Almost every photo is supported by a thought, a short sentence written by the same person portrayed, which opens his soul to the observer, with discretion and a certain shyness, but also with sincerity. The wall of clichés falls like a house of cards, because just beyond the certainties, it turns out a composite human universe, made of suffering and self-destruction. Young people, adults, men, women, Italians, foreigners, artists, dreamers, naives, drifters: a heterogeneous community, held together only by the street, by the desire of oblivion sought in alcohol or other drugs. An extreme escape from a life that has become intolerable.

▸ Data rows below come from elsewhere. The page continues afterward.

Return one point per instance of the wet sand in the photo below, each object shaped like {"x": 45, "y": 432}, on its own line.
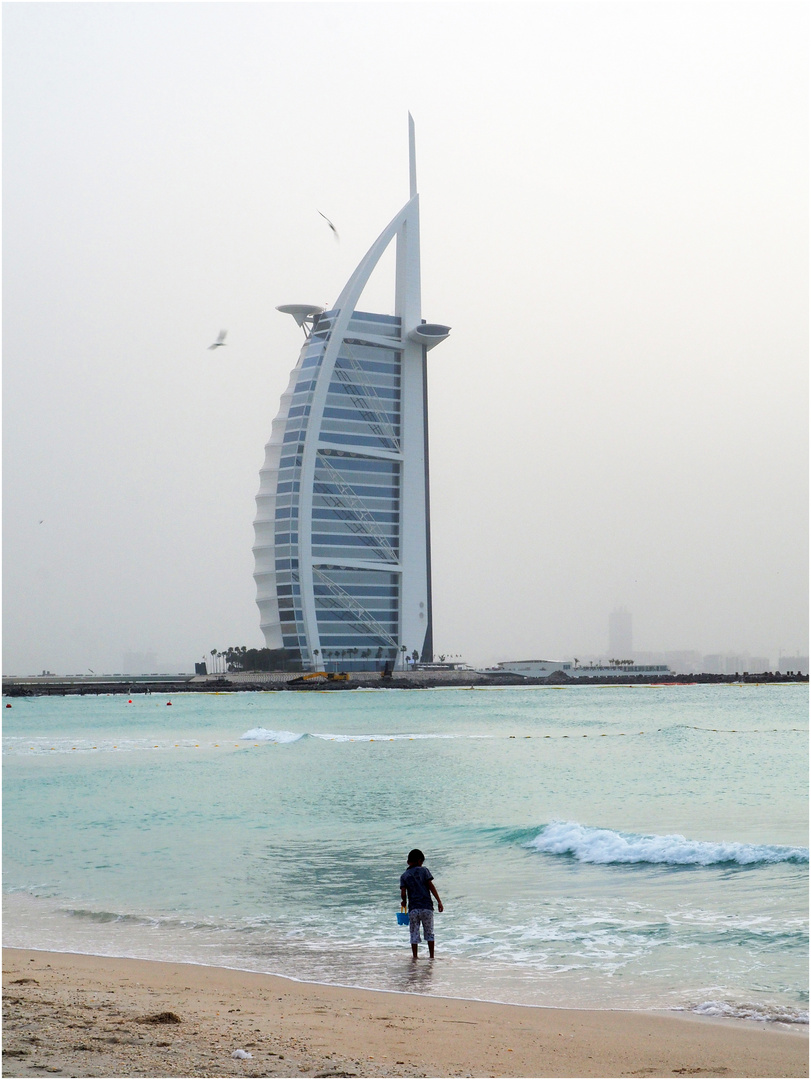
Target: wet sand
{"x": 72, "y": 1015}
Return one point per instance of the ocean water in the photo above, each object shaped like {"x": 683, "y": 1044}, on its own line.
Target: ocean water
{"x": 594, "y": 847}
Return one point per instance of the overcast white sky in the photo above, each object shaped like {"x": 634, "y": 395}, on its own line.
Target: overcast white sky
{"x": 614, "y": 201}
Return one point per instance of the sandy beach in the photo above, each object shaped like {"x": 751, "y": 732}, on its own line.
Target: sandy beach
{"x": 75, "y": 1015}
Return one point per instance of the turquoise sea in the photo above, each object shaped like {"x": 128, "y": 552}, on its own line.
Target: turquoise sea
{"x": 595, "y": 847}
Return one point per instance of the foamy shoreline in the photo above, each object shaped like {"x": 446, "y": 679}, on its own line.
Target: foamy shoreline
{"x": 81, "y": 1015}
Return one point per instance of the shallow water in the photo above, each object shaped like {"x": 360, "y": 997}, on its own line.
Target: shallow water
{"x": 607, "y": 847}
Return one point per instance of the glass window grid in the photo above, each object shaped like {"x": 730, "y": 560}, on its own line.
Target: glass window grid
{"x": 341, "y": 459}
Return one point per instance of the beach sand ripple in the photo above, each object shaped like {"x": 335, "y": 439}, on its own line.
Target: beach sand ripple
{"x": 73, "y": 1015}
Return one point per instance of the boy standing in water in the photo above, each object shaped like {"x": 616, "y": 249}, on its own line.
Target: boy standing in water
{"x": 418, "y": 885}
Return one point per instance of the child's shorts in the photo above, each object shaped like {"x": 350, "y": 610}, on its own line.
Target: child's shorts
{"x": 426, "y": 916}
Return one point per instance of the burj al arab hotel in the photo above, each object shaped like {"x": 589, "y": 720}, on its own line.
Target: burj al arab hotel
{"x": 342, "y": 527}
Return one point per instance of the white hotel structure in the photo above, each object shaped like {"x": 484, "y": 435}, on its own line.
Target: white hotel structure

Trizzino’s work goes beyond art photography and assumes a narrative feature, close to the social, verist novels by Zola or Verga, and, with rare sensitivity, carries out an anthropological investigation on lives that could have been successful, if they had not been stopped by the brutal circumstances of life. The author gives a voice to these women and these men, allowing them to associate a thought to each of the photograph that portraits them individually: reflections, observations, questions and answers result, with an astonishing poetic and philosophical sensibility.
Just to say that humanity is much more than a grey zone prey to drug addiction and degradation. Trizzino’s tragic and intimate photography goes beyond the concept of "writing of light" to be "writing of soul", and lets talks those faces, those expressions, those looks, that belong to individuals, whose human dignity comes here to a new life. If there is a merit that this reportage can boast, this is to shake consciences, to understand how the human beings always maintain their dignity and their spiritual wealth, and how difficulties of life can’t be a social stigma.
Now, the Arco di San pier Maggiore has been radically restored, and the social contest has deeply changed. So these photos belong now to history.